Their concerns seem to have some grounding in reality, as nearly
two-thirds of the organizations that had a data breach over the past few months
reported it was either human error or an insider attack. Databases and
associated Web applications were the most frequent targets.
Information security needs to be applied "just as
forcefully" within the enterprise as outside, according to Joe
McKendrick, lead analyst at Unisphere Research and author of the report.
Organizations often fail to protect information that moves between departments
or between business partners, according to McKendrick.
Very few companies in the survey were actively protecting
the data, or regularly monitoring and auditing for security breaches. The majority
of respondents admitted there were many copies of their production data, but
said they did not have direct control over the information to do anything about
it. Only 20 percent took "proactive measures" to mask or shield the data from
others. Compliance requirements have some impact on data security, the report
found. However, data security audits are "few and far between."
Organizations were also not taking advantage of technology
to automate some database security activities, such as managing database
configuration, patches, audits, user rights and threats.
Organizations need to focus on ensuring database security
best practices are in place, said Thom VanHorn, vice president of global
marketing at Application Security. "Until they do, the breach madness is
certain to continue," VanHorn said.
Despite the concerns and lack of monitoring, the respondents
seemed optimistic about chances of a data breach occurring in the immediate
future. The majority of respondents, at 73 percent, felt most or all confidential
data was adequately protected and more than half, at 56 percent, said a data
breach was unlikely in the next 12 months.

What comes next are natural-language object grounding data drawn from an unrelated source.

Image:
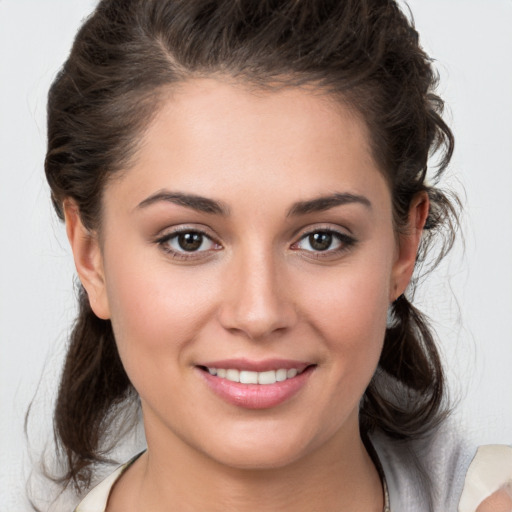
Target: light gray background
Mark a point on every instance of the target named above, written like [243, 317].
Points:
[469, 298]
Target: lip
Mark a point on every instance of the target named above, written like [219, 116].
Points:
[256, 396]
[257, 366]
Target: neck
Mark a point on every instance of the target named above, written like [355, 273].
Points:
[339, 475]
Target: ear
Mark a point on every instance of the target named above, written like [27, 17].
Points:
[88, 259]
[408, 243]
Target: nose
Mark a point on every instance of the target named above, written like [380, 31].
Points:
[258, 303]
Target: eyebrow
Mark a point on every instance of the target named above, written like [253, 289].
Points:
[323, 203]
[199, 203]
[206, 205]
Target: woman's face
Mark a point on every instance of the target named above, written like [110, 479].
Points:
[251, 238]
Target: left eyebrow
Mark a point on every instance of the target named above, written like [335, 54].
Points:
[199, 203]
[323, 203]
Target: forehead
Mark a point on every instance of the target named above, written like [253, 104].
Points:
[214, 137]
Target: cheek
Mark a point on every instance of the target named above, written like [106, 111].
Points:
[155, 312]
[349, 309]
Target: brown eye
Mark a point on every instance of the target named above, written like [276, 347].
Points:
[324, 241]
[320, 241]
[190, 241]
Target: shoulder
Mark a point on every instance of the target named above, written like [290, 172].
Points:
[96, 499]
[488, 484]
[425, 474]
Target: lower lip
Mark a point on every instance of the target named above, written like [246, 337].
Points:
[256, 396]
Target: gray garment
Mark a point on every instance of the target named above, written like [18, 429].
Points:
[426, 475]
[441, 458]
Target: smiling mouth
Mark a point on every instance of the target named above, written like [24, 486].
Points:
[252, 377]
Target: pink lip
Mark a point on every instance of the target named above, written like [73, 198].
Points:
[257, 366]
[256, 396]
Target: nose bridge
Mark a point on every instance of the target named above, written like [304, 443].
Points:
[257, 304]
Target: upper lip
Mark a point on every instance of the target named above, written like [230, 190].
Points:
[257, 366]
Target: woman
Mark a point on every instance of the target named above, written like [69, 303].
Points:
[244, 190]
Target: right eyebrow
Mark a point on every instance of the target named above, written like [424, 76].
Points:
[195, 202]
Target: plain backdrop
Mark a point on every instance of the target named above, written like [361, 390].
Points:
[469, 298]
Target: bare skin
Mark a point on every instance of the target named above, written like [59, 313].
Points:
[499, 501]
[256, 288]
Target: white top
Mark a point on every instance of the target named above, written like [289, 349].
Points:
[443, 469]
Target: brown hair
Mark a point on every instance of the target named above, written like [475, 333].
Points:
[366, 52]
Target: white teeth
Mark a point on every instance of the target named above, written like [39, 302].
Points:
[281, 375]
[233, 375]
[267, 377]
[248, 377]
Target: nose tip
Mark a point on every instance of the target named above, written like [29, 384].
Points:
[257, 306]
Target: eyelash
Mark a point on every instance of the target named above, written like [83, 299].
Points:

A mere 2 percent believed that an
internal or external data breach in the next year was "inevitable."
"When you look at the survey results as a whole, some of the
data just doesn't add up," said McKendrick. "On one hand, users feel that they
are doing an effective job in providing data security for their organizations,
yet the data from some of the more pointed questions yield answers that are in
direct conflict with that notion," McKendrick said.
There was a "wide disconnect" between what IT managers in
charge of database security and what senior management viewed as important,
according to McKendrick. People in charge of data security have no visibility
over what the company's IT spending looks like, the study found. About 45
percent of the respondents were unable to say whether their organization' data
security spending has changed since last year.
The largest group of respondents in the survey was database
administrators, but programmers, developers and IT managers were also included.
About a quarter of the respondents were in organizations with more than 10,000
employees. The report was conducted in February.